ペイ・フォワード 可能の王国 ネタバレナシとネタバレアリ感想

善意の先にあるもの

ネタバレなし

あらすじ


中学1年生のトレバーは社会科の授業でペイ・フォワードを提案する。それは自分が受けた善意を他の3人に渡すというものだった。彼はさっそく実践しようとするが……


他人に優しくされたらその人に恩返しすることも大事。でも本当に困っている人は恩を売ることができません、自分のことで精一杯で他人を思いやる余裕がありませんから。善意のやり取りはどうしても裕福な人間同士のものになってしまいます。
しかしペイ・イット・フォワード(日本風に言い換えれば恩送り)なら世界中の人間が幸せになります。
そんな善意に満ちた世界の話です。不幸の手紙ならぬ幸せの手紙ですね。

主演はハーレイ・ジョエル・オスメント君。この頃は天使のような可愛さですね。まあ今のダンディな見た目も嫌いじゃありませんが(笑)

ネタバレあり


邦題はダメダメだと思います。ペイ・イット・フォワードという言葉そのものが重要ですし、イットを外した割に可能の王国という余計なものをつけているのが納得いきません。

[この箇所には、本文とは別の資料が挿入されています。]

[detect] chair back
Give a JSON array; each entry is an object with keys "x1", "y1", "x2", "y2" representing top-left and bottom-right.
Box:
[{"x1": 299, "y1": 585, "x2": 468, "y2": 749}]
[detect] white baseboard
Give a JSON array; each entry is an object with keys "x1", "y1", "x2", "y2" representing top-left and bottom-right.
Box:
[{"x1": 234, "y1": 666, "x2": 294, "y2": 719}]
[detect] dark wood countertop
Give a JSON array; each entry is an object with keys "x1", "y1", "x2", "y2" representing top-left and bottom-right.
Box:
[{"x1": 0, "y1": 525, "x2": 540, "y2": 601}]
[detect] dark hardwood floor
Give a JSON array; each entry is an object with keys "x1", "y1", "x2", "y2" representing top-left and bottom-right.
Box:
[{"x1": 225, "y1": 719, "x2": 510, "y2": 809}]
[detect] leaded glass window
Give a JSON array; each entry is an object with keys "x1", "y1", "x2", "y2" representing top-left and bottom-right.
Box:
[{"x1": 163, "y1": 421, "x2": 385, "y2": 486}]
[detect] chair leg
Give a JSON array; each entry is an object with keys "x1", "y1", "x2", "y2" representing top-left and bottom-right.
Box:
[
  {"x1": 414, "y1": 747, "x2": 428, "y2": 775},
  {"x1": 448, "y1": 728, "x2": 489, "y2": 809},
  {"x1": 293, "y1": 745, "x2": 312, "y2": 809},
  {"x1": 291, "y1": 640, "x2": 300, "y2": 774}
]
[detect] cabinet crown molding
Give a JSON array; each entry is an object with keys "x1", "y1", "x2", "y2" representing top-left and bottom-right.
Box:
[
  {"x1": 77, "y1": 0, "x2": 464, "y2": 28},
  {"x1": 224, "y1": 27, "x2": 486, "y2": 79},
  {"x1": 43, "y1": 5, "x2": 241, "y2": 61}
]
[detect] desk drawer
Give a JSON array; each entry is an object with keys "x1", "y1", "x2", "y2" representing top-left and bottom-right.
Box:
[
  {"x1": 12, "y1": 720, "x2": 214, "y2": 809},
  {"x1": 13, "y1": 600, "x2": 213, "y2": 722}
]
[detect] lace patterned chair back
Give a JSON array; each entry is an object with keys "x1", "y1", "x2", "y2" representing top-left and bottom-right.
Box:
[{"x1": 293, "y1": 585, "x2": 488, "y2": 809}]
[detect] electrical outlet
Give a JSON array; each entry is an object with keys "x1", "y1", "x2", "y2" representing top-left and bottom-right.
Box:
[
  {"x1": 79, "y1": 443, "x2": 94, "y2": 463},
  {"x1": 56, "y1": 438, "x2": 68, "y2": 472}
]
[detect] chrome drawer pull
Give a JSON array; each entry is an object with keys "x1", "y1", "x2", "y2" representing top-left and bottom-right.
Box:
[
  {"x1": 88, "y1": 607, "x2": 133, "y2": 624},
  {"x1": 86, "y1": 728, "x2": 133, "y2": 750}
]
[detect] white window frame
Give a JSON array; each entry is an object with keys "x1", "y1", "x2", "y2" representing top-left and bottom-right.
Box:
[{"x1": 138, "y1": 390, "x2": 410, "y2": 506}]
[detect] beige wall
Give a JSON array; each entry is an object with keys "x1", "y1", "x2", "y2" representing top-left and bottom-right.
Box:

この中学校は金属探知機があるんですね。アメリカの公立中学校は劣悪な環境だと聞いていましたがさすがにここが異常なだけですよね?最後にあんな悲惨な事件が起きてしまうくらいですし。そう信じたいね。

それにしてもジェリーはホームレスにしてはイケメン過ぎではないでしょうか(笑)
歯と依存症さえ治せば社会復帰は容易でしょうね。女性陣が放っておくはずがありません。

余談ですが、トレバーの前に座っている女の子がホームランドのジェシカ役で有名なモーガン・セイラーにすごく似ています。調べたら違う役者のようですが本当にそっくりです。姉妹なんでしょうか?この女生徒役の詳細がさっぱりわからないのが残念。

結局トレバーは最後、善意が仇となり殺されてしまいます。
この結末を「救いがない」と言う人もいますが、僕は決してそうは思いません。
彼のペイ・イット・フォワードの結果を死と捉えるかたくさんの人が救われたと捉えるかの違いでしょう。
彼の行いの影響力を形として表すのに葬儀の参列者というのはぴったりだと思うんですよね。確かにトレバーは早すぎた死を迎えましたが、発案者が死んでも恩送りの世界は続いてくことを表すにはやはりああするしかなかったでしょう。
ラストシーンは秀逸ですね。彼の善意の証である「明かり」が夜景や車のライトと調和してどこまでも広がっていくような感覚に陥ります。